Steven Byrnes comments on Risks from Learned Optimization: Introduction

Steven Byrnes 1 Jun 2019 13:01 UTC
LW: 11 AF: 5
0
AF
This paper replaces a normal feedforward image classifier with a mesa-optimizing one (build generative models of different possibilities and pick the one that best matches the data). The result was better and far more human-like than a traditional image classifier, e.g. the same examples are ambiguous to the model that are ambiguous to humans and vice-versa. I also understand that the human brain is very big into generative modeling of everything. So I expect that ML systems of the future will approach 100% mesa-optimizers, while non-optimizing feedforward NN’s will become rare. This post is a good framework and I’m looking forward to follow-ups!

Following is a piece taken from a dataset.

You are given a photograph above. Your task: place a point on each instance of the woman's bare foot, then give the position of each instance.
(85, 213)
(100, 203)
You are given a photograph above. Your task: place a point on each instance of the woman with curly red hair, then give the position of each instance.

- Rohin Shah 2 Jun 2019 22:24 UTC
  LW: 17 AF: 7
  0
  AF Parent
  I would not call that mesa-optimization and would not take it as evidence that mesa-optimization is the “default” for powerful ML systems. That paper has a model with subagents where each subagent does optimization. Ways in which this is a different thing:
  - Given an input, a mesa-optimizer would only run on that input once; in the case of this model there are 10 different optimizations happening in order to classify each digit.
  - The base objective is “correctly map an image of a digit to its label”; the objective of the dth optimizer in the model is “Evidence Lower Bound (ELBO) on the log likelihood of the image as evaluated by a generative model for the digit d”. The model optimizers’ objectives are not of the right type signature and don’t agree with the base objective on the training distribution, as would be the case with a mesa optimizer.
  Note that I do think mesa-optimization will be common; I just don’t think that that paper is evidence for the claim.